The new study suggests that TCOF1 was essential for this transition from a "bipartite" to "tripartite" nucleolus.


"The researchers also found that the essential region of TCOF1 that helps it form scaffolds is the glutamate-rich low-complexity regions. These LCRs appear to interact with other glutamate-rich regions of neighboring TCOF1 molecules, helping the proteins assemble into a scaffold that can then attract other proteins and biomolecules that help form the fibrillar center.

"'What's really exciting about this work is that it gives us a molecular handle to control a condensate, introduce it into a species that doesn't have it, and also get rid of it in a species that does have it. That could really help us unlock the structure-to-function relationship and figure out what is the role of the third compartment," Jaberi-Lashkari says.

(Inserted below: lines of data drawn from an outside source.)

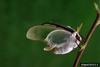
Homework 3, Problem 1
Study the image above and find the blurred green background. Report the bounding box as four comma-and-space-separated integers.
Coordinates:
0, 0, 100, 67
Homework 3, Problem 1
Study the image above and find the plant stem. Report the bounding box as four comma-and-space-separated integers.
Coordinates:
73, 3, 100, 67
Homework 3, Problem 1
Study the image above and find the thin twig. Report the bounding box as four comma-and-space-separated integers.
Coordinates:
73, 3, 100, 67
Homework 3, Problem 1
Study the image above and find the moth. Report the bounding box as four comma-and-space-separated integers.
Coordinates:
26, 23, 82, 54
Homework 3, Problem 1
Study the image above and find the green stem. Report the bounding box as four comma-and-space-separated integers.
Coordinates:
73, 3, 100, 67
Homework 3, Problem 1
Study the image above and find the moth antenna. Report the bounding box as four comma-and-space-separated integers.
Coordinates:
76, 23, 83, 33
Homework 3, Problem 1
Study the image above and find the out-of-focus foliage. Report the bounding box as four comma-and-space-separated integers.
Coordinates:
0, 0, 100, 67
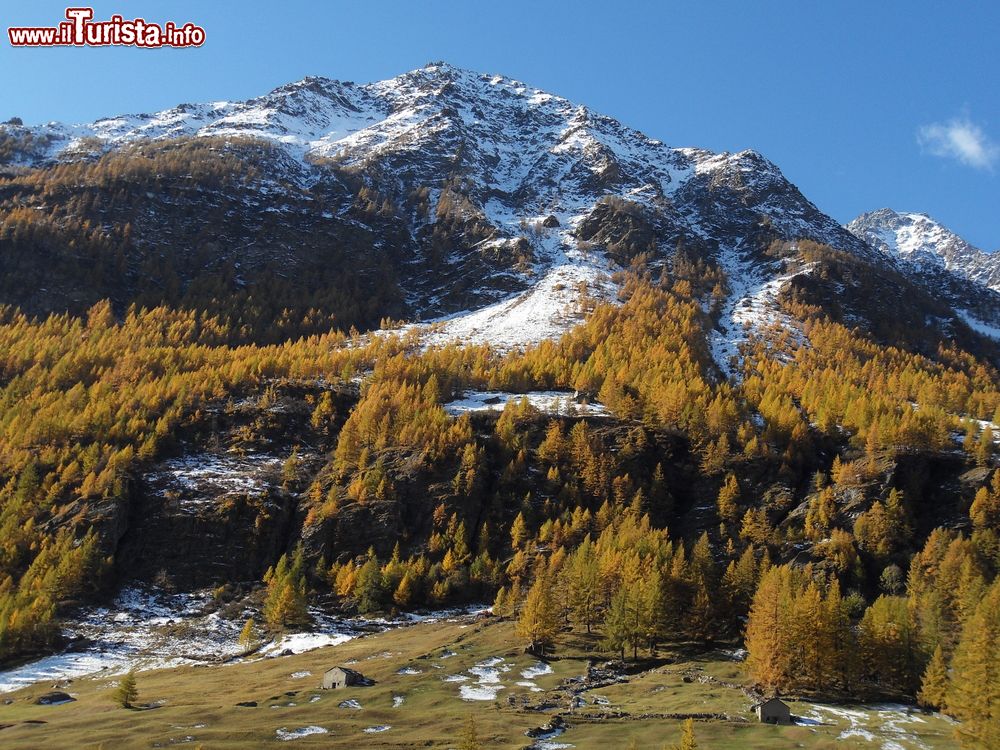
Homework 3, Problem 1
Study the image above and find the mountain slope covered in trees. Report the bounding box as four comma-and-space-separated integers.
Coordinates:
0, 65, 1000, 746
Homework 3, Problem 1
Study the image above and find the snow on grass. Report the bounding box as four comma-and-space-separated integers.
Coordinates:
444, 391, 608, 417
459, 656, 511, 701
261, 633, 354, 656
274, 726, 329, 742
521, 661, 552, 680
459, 685, 505, 701
795, 703, 927, 750
0, 586, 378, 693
709, 246, 811, 377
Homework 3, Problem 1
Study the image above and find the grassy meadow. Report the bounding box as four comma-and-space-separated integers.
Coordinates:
0, 617, 957, 750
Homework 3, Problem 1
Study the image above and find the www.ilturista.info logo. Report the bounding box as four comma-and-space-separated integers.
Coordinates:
7, 8, 205, 48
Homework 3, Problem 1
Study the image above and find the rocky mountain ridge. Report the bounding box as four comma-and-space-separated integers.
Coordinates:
0, 63, 1000, 364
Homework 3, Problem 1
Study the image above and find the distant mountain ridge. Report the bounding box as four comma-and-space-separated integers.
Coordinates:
0, 63, 1000, 362
847, 208, 1000, 292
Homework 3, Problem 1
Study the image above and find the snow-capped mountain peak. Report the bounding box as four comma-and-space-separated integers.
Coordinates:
847, 208, 1000, 292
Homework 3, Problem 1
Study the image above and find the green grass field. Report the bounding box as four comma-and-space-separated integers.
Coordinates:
0, 618, 957, 750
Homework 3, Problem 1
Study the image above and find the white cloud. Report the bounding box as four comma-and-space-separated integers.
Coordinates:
917, 117, 1000, 171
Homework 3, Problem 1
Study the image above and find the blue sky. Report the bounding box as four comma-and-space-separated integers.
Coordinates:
0, 0, 1000, 250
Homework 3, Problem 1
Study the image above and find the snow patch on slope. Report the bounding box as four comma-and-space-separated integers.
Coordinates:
709, 246, 812, 377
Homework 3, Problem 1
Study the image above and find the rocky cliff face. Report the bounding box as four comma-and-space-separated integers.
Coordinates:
9, 64, 968, 367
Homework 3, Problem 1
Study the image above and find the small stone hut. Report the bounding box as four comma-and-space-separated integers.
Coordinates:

"Based on the findings of this study, the researchers hypothesize that cellular condensates that emerged earlier in evolutionary history may have originally been scaffolded by a single protein, as TCOF1 scaffolds the fibrillar center, but gradually evolved to become more complex.

"'Our hypothesis, which is supported by the data in the paper, is that these condensates might originate from one scaffold protein that behaves as a single component, and over time, they become multicomponent," Calo says."

Comment: bit by bit the entire complexity of the single cell is being unraveled. Designs like this are not results of chance mutations.